Ceci étant, l'écologie académique a plus à proposer à l'ingénierie écologique, et notamment elle peut être mobilisée en tant que processus de recherche dans le cadre du processus de gestion lui-même. Du côté de l'ingénieur écologue, cela revient à concevoir sa gestion non pas comme une solution qui va forcément fonctionner, mais comme une hypothèse à tester, une solution potentielle qu'on va tester dans le cadre du processus de gestion. Et du côté de la recherche, ça veut dire que la recherche est appelée par l'ingénieur écologue pour évaluer les résultats de cette gestion, mais aussi pour étudier les mécanismes sous-jacents au processus de gestion lui-même.
Un dernier apport de l'écologie académique à l'ingénierie écologique, ce sont les outils de suivi et d'interprétation des données qui sont développés par l'écologie académique et qui peuvent être extrêmement utiles pour l'ingénieur écologue, notamment pour évaluer le résultat de sa gestion.
Ces 2 apports de l'écologie académique à l'ingénierie écologique trouvent leur place dans un autre type d'interface, que nous allons baptiser l'interface recherche-action, qui est une interface bidirectionnelle entre la sphère de l'action et la sphère de la connaissance, qui va à la fois de l'action vers la connaissance et de la connaissance vers l'action, avec notamment une production de connaissance dans le cadre de l'action elle-même.
En synthèse, j'ai voulu insister à travers cette présentation sur le fait que l'écologie académique a une variété d'apports à proposer à l'ingénierie écologique, et pas uniquement la fourniture de concepts et de théories à l'ingénierie écologique. Nous avons distingué dans cette présentation 6 grands types d'apports, bien entendu il y en a d'autres que ces 6 grands types, et ces 6 grands types d'apports peuvent être ventilés suivant qu'ils sont produits hors du processus de gestion d'ingénierie écologique ou dans le processus de gestion lui-même. En lien avec ces différents apports de l'écologie académique, nous avons différents types d'interfaces, dans lesquels ces différents apports trouvent assez naturellement leur place. Nous avons ici listé donc 3 grands types d'interfaces et en sous-jacent à mon propos, l'idée était que l'interface automatique entre la sphère de la connaissance et la sphère de l'action ne soit pas du tout automatique, qu'on a besoin très souvent d'un travail à cette interface, que ce soit dans l'interface de transfert et traduction ou dans l'interface de recherche-action.
En plus de ces 3 grands types d'interfaces, on peut en concevoir d'autres.

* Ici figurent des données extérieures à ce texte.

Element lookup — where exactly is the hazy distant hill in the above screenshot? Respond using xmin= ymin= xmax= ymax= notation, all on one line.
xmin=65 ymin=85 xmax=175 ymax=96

Par exemple, un quatrième type d'interface est une interface qu'on va qualifier d'interface sur commande, dans laquelle la sphère de l'action va demander à la sphère de la connaissance de produire de nouvelles connaissances dans des cas d'ingénierie écologique où on a besoin de ces nouvelles connaissances.
Un autre point sur lequel je voudrais insister en conclusion, c'est que dans ces différentes interfaces, on a aussi très souvent besoin de considérer des connaissances d'un autre type que les connaissances académiques, notamment des connaissances que je qualifierais d'expérientielles, qui sont des connaissances d'experts, des connaissances empiriques non passées par la sphère de l'académie, qui peuvent être extrêmement utiles, notamment pour proposer de nouvelles gestions d'ingénierie écologique.
Et puis en conclusion, finalement on peut concevoir la gestion dans un cadre qui s'appelle le cadre de la gestion adaptative, qui est une forme de vision de la gestion qui permet d'intégrer assez naturellement les différents types d'interfaces entre la sphère de la connaissance et la sphère de l'action. Donc cette gestion adaptative peut être qualifiée d'une espèce de méta interface qui va permettre à l'ingénieur écologue de mobiliser, suivant ses besoins, les différents types d'interfaces dans le cadre de sa gestion.